Peers' Expertise

Baroness D'Souza

Last Wednesday a small group of us went in the early morning to the Whitechapel Gallery to see some paintings and sculpture of artists who had been supported by the  British Council and whose work now formed part of the BC’s collection. Very sensibly, we focussed on just a few, for example an early Henry  Moore sculpture and a Lucien Freud portrait of his first wife – full of tension and uncertainty clasping as she did the thorny stem of a rose – all this  background conveyed to us by the director of the collection. There were too works by Graham Sutherland, Anish Kapoor, Bridget Riley and Damien Hirst. A real treat.

On the bus returning to the House of Lords, Lord Brooke of Sutton Mandeville, kept up a running commentary about the various historic sites we passed: Vintners Hall was famed for being the only site in London to have hosted a dinner at which five reigning monarchs dined – in the 14th Century.
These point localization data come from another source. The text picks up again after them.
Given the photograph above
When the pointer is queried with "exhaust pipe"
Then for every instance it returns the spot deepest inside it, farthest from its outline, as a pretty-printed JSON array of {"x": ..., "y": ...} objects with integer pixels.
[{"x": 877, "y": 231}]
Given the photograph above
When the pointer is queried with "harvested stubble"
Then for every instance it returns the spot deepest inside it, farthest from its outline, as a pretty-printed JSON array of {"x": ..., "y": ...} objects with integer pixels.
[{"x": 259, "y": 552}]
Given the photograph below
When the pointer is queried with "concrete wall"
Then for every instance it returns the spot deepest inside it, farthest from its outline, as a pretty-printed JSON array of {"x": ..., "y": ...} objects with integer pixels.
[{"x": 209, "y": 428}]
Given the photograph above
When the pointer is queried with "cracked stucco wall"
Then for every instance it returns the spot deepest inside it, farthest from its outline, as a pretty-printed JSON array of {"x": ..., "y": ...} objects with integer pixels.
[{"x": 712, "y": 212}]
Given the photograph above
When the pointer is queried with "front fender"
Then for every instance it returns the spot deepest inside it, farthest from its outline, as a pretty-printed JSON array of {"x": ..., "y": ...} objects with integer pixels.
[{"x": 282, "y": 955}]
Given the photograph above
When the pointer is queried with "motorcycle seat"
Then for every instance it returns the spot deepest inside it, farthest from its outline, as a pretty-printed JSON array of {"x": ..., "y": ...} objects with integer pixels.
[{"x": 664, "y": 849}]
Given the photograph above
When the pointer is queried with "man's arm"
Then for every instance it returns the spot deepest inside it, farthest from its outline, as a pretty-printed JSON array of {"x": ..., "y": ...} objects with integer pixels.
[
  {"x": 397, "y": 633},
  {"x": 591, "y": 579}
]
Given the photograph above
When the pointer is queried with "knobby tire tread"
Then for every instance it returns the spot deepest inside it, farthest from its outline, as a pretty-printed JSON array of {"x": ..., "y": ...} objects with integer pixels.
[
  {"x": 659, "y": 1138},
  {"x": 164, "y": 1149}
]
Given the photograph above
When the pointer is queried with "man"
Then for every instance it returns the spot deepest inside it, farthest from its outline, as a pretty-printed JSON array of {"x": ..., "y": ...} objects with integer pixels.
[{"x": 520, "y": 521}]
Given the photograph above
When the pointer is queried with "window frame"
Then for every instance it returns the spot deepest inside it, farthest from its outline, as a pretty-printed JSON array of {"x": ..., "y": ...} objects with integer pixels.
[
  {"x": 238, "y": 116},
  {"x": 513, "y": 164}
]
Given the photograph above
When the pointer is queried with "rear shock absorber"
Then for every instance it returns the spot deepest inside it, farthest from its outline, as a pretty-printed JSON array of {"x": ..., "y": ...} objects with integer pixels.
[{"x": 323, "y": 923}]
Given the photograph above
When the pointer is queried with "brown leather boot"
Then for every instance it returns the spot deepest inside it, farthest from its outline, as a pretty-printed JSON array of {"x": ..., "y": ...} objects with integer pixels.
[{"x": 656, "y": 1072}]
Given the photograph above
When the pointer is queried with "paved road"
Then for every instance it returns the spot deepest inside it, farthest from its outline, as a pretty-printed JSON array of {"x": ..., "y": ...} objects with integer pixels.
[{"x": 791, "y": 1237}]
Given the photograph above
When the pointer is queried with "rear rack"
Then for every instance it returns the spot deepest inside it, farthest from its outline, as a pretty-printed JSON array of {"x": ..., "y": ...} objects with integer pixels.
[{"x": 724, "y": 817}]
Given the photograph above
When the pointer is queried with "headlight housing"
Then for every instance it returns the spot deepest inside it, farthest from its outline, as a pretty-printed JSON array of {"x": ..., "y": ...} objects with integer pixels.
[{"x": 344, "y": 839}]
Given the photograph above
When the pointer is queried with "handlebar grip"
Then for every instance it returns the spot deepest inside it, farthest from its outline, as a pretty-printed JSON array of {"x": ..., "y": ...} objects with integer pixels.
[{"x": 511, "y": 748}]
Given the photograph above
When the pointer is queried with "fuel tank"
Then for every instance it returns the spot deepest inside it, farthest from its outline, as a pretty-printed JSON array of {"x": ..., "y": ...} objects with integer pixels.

This record was only broken in 1992 when the Queen hosted a dinner for seven Nordic heads of state at the opening of the Scandinavian Exhibition. The statue of Eros in Piccadilly is apparently a pun; he faces Shaftesbury Avenue (originally owned by the Earl of Shaftesbury) and is intent on burying his shaft.

We agreed by the end of the bus journey that Peter Brooke was like the rogue Autolycus in the Winter’s Tale “a snapper-up of unconsidered trifles.”

6 comments for “Peers' Expertise

  1. Croft
    22/05/2009 at 3:50 pm

    Your bus full of peers – surely there should be some comedic collective noun for peers on the lines of a shrewdness of apes / parliament of owls 😉 – rather reminds me of an image halfway between Summer Holiday (1963) and the parody of the same name ending the Young Ones!

    The statue of ‘Eros’ as I remember is not Eros but I believe his brother Anteros which would have suited the primness of Victorian society much better.

    I was aware of Lord Brooke but didn’t know until googling that both his father and mother (Can anyone pronounce her title correctly on the first attempt?!) also received life peerages which must amount to something of a record only almost matched by the likes of the Asquiths – which in finding that out I see one of the Lords of the Blog is the son of another Asquith! 😯

  2. 22/05/2009 at 3:54 pm

    Isn’t the statue meant to represent Eros’ brother Anteros?

  3. Matt Korris
    23/05/2009 at 8:25 am

    A quick search seems to suggest that it is Anteros not Eros. And that the official name may be simply ‘The Lord Shaftsbury Memorial’.

    Another bit of trivia, the pun of the archer burying the shaft on Shaftsbury Avenue was undermined when the statue was moved. Originally the archer pointed his bow and arrow in the direction of Shaftsbury Avenue (to the north-east of the circus), however if you look at Anteros now, he faces away from Shaftsbury Avenue to the south-west.

    (That’s what I was told at any rate!)

    Matt Korris
    Hansard Society

    • Croft
      23/05/2009 at 9:05 am

      Matt: With a hat tip to laidbacklazyman I’ve just been looking at some photos which seem to answer the direction question.

      • Matt Korris
        23/05/2009 at 10:01 am

        Darn, I was wrong. Cheers Croft!

  4. baronessdsouza
    26/05/2009 at 11:33 am

    You are such a cultured lot! Words fail me but I shall most certainly point Lord Brooke in the direction of these comments.